Und er tut es, obwohl seine Freunde noch da sind. Ihr Kopf kracht hinter mir an die Wand.
    Ihr Haar ist lang, blond. Das Gesicht gedunsen, hübsche Augen. Die Stimme wie ein Kratzeisen. Sie sieht entweder hellwach aus oder wie im Halbschlaf.
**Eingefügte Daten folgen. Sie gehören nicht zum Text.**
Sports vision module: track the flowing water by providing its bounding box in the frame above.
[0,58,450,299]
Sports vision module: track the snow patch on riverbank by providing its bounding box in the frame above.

Auf dem Weg zur Arbeit finde ich eines Morgens ein Kondom, ein Messer und Tarnhosen auf dem Asphalt vor meiner Tür. Der Nachbar kommt in den Laden, wo ich arbeite. »Ich möchte etwas über Vitamine lernen«, sagt er. Irgendwie erkläre ich ihm, warum ich nicht mehr trinke. »Ich will aufhören zu trinken«, sagt er. »Vielleicht kannst du mir helfen.« Meistens räume ich die Regale auf, wenn er da ist, halte den Blick auf die Flaschen gerichtet. Er und seine Freundin bekommen einen Räumungsbefehl, der an die Tür gehängt wird. Vielleicht denkt er, er könne bei mir einziehen. Meinen Kopf gegen die Wand donnern.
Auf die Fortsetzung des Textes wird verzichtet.